To install this library, clone this repository and then run the setup.py
script.
git clone https://github.com/snipsco/ntm-lasagne.git
cd ntm-lasagne/
pip install -r requirements.txt
python setup.py install
Here is minimal example to define a NTMLayer
# Neural Turing Machine Layer
memory = Memory((128, 20), memory_init=lasagne.init.Constant(1e-6),
learn_init=False, name='memory')
controller = DenseController(l_input, memory_shape=(128, 20),
num_units=100, num_reads=1,
nonlinearity=lasagne.nonlinearities.rectify,
name='controller')
heads = [
WriteHead(controller, num_shifts=3, memory_shape=(128, 20),
nonlinearity_key=lasagne.nonlinearities.rectify,
nonlinearity_add=lasagne.nonlinearities.rectify,
learn_init=False, name='write'),
ReadHead(controller, num_shifts=3, memory_shape=(128, 20),
nonlinearity_key=lasagne.nonlinearities.rectify,
learn_init=False, name='read')
]
l_ntm = NTMLayer(l_input, memory=memory, controller=controller, heads=heads)

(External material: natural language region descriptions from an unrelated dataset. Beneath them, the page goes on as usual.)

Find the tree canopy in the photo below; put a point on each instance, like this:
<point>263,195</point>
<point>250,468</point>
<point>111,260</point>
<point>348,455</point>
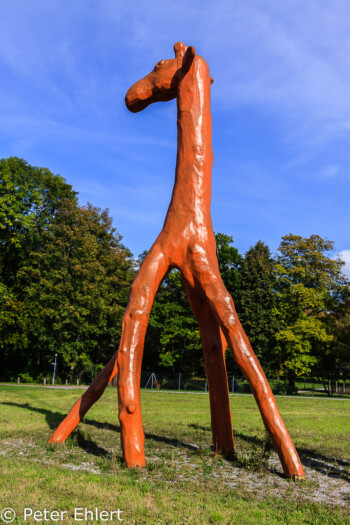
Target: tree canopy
<point>65,278</point>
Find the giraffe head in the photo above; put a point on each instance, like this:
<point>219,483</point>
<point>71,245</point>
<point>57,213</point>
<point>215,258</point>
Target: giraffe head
<point>161,83</point>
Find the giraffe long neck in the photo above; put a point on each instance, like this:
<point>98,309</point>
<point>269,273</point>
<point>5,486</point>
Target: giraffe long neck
<point>192,189</point>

For more detailed examples, check the examples
folder. If you would like to train a Neural Turing Machine on one of these examples, simply run the corresponding script, like
PYTHONPATH=. python examples/task-copy.py
and be patient while Theano compiles the model ;-). Note: unlucky initialisation of the parameters might lead to a diverging solution witness by NaNs.